When I read her book Sister Outsider, Essays and Speeches first published by The Crossing Press in 1984, it became a kind of bible for me.  All of her essays held resonance for me — especially “The Master’s Tools Will Never Dismantle the Master’s House” and “Uses of the Erotic: The Erotic as Power.”

But I always returned to her essay “Poetry Is Not a Luxury”.  I’m going to share a few excerpts with you:

…..”it is through poetry that we give name to those ideas which are — until the poem — nameless and formless, about to be birthed, but already felt.  That distillation of experience from which true poetry springs births thought as dream births concept, as feeling births idea, as knowledge births (precedes) understanding.

…..

“For each of us …. , there is a dark place within, where hidden and growing our true spirit rises, ‘Beautifully/and tough as chestnut/stanchions against our nightmare of weakness/’ … and of impotence.

These places of possibility within ourselves are dark because they are ancient and hidden; they have survived and grown strong through that darkness.  Within these deep places, each one of us holds an incredible reserve of creativity and power, of unexamined and unrecorded emotion and feeling. The … place of power within each of us is neither white nor surface; it is dark, it is ancient and it is deep.”

“…poetry is not a luxury. It is a vital necessity of our existence. It forms the quality of the light within we predicate our hopes and dreams toward survival and change, first made into language, then into idea, then into more tangible action.
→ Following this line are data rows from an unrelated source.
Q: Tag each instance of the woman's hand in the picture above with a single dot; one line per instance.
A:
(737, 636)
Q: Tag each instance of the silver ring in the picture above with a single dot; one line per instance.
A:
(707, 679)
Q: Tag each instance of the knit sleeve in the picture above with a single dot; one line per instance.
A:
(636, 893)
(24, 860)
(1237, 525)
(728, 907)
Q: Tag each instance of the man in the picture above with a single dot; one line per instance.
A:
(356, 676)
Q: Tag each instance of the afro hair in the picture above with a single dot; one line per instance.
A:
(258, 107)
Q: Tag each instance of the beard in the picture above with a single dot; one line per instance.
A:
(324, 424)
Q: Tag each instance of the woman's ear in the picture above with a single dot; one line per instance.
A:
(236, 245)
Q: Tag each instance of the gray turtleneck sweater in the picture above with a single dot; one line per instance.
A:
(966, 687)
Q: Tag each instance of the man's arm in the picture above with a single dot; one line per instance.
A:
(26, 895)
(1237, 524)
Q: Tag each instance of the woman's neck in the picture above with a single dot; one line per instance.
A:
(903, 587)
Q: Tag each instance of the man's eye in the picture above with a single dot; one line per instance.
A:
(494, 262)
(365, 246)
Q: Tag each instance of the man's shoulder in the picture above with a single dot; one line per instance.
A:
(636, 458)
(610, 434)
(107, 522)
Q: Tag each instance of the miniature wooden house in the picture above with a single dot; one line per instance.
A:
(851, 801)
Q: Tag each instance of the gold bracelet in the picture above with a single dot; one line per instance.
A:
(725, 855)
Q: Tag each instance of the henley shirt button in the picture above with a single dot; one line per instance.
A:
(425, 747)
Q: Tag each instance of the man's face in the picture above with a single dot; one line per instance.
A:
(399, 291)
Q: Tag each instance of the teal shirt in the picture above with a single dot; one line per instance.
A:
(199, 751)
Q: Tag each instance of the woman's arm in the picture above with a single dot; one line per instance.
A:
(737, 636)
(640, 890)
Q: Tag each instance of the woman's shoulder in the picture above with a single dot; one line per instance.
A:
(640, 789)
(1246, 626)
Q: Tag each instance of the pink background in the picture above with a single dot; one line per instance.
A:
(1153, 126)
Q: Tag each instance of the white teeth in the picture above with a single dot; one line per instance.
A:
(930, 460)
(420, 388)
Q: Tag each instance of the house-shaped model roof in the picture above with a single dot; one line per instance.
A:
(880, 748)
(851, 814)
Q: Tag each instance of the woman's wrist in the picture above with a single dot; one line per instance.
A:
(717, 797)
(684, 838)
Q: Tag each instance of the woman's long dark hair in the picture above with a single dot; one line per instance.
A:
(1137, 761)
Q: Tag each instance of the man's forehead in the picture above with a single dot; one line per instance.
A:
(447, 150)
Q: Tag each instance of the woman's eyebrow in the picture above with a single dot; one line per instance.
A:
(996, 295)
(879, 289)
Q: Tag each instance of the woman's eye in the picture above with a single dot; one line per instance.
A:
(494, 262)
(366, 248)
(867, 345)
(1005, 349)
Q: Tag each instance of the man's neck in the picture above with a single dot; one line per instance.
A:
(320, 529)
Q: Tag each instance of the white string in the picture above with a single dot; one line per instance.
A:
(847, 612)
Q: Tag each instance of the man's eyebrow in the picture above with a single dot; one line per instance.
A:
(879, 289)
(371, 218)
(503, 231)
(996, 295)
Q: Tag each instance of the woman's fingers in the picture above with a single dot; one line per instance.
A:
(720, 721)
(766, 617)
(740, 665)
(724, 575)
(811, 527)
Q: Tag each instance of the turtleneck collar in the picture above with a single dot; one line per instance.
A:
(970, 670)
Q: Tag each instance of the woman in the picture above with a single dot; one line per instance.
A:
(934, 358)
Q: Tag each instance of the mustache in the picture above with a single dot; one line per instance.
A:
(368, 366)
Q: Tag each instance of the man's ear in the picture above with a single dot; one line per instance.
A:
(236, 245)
Poetry is the way we help give name to the nameless so it can be thought.  The farthest horizons of our hopes and fears are cobbled by our poems, carved from the rock experiences of our daily lives.”

When I am lucky, I find myself coming full circle with that wonderment I experienced when young — now combined with the wisdom of my years.  Revisiting Audre Lorde’s essay through a Unitarian Universalist lens was one of those experiences.  While this essay could evoke any of the UU Seven Principles, to me it is particularly evocative of the first:  “The inherent worth and dignity of every person.”

Poetry is something that has always made me feel more fully alive. It sheds new light on our commonalities and differences.  It enters the mystery and enlarges what is possible.

For this reason, “Poetry Is Not A Luxury.”